Ainsi est née l’AFBH,
association qui gère les éditions de Beaugies, dont le site va s'étoffer dans les mois à venir ( http://editionsdebeaugies.org/ ). Après plus de quinze publications, j’ose encore croire à ma vocation
d’écrivain : c’est-à-dire à ma capacité d’écrire et au « Sens »
de ce que je « veux dire ». Mes amis les plus fidèles m’ont conforté
dans le sentiment qu’il est bon que je continue d’apporter ma très modeste
contribution à la très vaste littérature, celle qu’évoque Ionesco en ces
termes : « La littérature, c’est ce qui empêche les hommes d’être
indifférents aux hommes. » L’AFBH est le sigle qui résume le libellé
de notre association " Humanisme et littérature engagée : association des Amis de François Brune / Bruno Hongre "
Avant de
procéder à cette réédition, je me suis posé la question de savoir si je devais
reprendre mes analyses à partir d’exemples plus récents, sachant qu’au fil des années,
l’imagerie publicitaire (panneaux, spots, slogans) s’est évidemment renouvelée.

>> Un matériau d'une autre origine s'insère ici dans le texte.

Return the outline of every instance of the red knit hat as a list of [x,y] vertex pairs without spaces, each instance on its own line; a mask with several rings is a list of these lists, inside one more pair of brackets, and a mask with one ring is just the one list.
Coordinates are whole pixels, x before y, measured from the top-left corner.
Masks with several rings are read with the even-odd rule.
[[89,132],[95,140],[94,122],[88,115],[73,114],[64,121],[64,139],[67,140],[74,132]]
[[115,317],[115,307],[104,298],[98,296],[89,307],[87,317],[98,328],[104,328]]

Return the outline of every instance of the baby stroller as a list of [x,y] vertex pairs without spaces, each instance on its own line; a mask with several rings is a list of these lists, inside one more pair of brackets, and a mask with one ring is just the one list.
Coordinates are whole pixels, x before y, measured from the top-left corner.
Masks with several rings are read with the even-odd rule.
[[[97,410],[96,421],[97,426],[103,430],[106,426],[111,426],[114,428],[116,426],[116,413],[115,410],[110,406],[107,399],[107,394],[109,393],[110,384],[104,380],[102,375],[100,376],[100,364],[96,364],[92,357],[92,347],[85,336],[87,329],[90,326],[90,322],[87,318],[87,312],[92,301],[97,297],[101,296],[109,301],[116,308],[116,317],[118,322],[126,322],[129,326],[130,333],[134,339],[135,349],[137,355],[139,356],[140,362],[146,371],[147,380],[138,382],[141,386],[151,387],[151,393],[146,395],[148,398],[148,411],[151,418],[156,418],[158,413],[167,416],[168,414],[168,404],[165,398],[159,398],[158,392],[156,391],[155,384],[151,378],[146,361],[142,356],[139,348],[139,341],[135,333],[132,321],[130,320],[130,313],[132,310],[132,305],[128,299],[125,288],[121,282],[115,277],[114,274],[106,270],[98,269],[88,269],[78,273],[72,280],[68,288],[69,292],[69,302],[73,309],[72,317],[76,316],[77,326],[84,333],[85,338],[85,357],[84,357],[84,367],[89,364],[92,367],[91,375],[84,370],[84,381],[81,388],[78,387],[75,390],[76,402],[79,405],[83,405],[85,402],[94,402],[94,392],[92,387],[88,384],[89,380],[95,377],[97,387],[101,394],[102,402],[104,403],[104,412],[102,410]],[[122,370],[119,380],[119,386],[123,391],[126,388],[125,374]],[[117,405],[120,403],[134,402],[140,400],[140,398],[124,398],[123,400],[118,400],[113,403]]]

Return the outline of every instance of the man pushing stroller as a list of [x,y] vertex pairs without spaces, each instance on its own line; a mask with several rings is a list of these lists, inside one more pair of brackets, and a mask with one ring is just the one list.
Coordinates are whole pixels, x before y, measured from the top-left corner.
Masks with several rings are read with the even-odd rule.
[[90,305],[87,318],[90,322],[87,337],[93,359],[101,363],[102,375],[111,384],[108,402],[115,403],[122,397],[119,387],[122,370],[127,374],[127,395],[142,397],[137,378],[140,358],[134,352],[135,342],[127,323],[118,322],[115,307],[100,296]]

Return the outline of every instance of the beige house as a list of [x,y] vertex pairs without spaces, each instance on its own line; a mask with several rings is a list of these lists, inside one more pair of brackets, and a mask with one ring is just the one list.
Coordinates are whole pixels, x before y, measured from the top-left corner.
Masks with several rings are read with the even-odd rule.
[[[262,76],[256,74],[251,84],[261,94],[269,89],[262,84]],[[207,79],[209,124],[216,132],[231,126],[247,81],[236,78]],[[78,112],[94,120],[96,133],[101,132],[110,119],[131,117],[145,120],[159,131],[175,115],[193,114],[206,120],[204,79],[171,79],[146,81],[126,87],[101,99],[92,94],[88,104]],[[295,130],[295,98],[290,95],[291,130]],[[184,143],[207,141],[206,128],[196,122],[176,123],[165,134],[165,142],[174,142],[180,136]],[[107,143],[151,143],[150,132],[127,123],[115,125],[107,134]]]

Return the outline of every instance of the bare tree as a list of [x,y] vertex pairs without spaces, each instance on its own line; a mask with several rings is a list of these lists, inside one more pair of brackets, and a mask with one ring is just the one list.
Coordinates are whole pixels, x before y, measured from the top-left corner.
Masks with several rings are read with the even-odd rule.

Ce dont j’ai tenu compte dans les divers articles que j’ai publiés depuis,
notamment dans « Les Médias pensent comme moi ! » (L’Harmattan)
Mais si la forme
et les armes de la « pub » ont varié, l’idéologie qui les traverse
n’a pas bougé d’un pouce. Qui contesterait aujourd’hui, par exemple, les effets
délétères, notamment sur les enfants, d’une hyper-sexualisation dominante
censée stimuler l’hyper-consommation? Idem pour la thématique de la puissance et
de la performance, qui sont sans fin célébrées comme des « droits »,
frustrant les citoyens « les moins favorisés » qui ne sauraient y
accéder. La promesse du « tout tout de suite » et le « règne du
plaisir » demeurent la toile de fond de nos soifs d’aujourd’hui, à l’aide
de « nouveaux » slogans aussi parlants que celui-ci : « Le
plaisir, c’est de changer de plaisir. » Ce n’est pas le
moindre paradoxe de l’idéologie du changement que de se répéter telle quelle,
au point de ne se saisir du concept de « durabilité » que comme d’une
variation parmi d’autres : « Une relation durable, ça
change la vie » (Crédit agricole).
Je pourrais
accumuler les citations-refrains glorifiant l’identité-produit (l’aliénation
des filles et garçons aux marques qui définissent leur « moi je »),
ou opérant la sempiternelle réduction des valeurs humaines à l’ordre
unidimensionnel de la consommation : Écoutez votre âme…nous dit une publicité de 4/4. Je pourrais illustrer la violence
possessive instillée dans l’imaginaire collectif par des années de
conditionnement (cf. le slogan « Je le veux, je me l’offre » : parole de nanti occidental se saisissant du produit fabriqué à
l’autre bout du monde, dans des sous-sols insalubres, par des enfants
maltraités).
Ainsi, la
description critique des effets dominants du système publicitaire, tel qu’il
sévissait déjà il y a trente ans, nous éclaire sur la façon dont a été dressé
le sujet consommateur déambulant dans nos villes. En sachant d’où viennent les
parents d’hier, on ne s’étonnera pas de voir ce que deviennent les enfants
d’aujourd’hui.
Le premier
intérêt de cette réédition est donc historique. Elle entend faire date. Si elle
montre en quoi la « normalisation » publicitaire a réussi, elle
rappelle aussi par quels moyens les rebelles au système ont tenté de lui
résister et lui résistent encore. Lorsque fut fondée RAP (Résistance à
l’Agression Publicitaire), en 1992, la plupart de ses co-fondateurs, Yvan
Gradis, René Macaire, Bertrand Poirot-Delpech, se reconnaissaient précisément
dans les analyses du Bonheur conforme et dans sa
proclamation initiale : « Il ne sera pas dit que nous nous laissions
faire ». Et leurs successeurs sont loin de renier
ce livre lui-même « fondateur ».
La seconde raison de maintenir en vie cet ouvrage, c’est l’intérêt
didactique que lui ont reconnu ses lecteurs. Résister implique un effort
d’élucidation à la fois sur soi (en quoi suis-je vulnérable aux
messages ?) et sur notre environnement mental (comment le système nous
piège ?). Le décryptage des spots, l’approche méthodique des niveaux
d’influence auxquels nous sommes soumis (depuis la conduite d’achat jusqu’au
mode de pensée), le repérage de l’idéologie qui imprègne ce qu’on croit être de
pures techniques de signification, tout cela ne saurait s’improviser et
requiert une sorte d’apprentissage. Sans cette prise de conscience, aucune
action militante ne peut être efficace, ni aucun citoyen vraiment libre.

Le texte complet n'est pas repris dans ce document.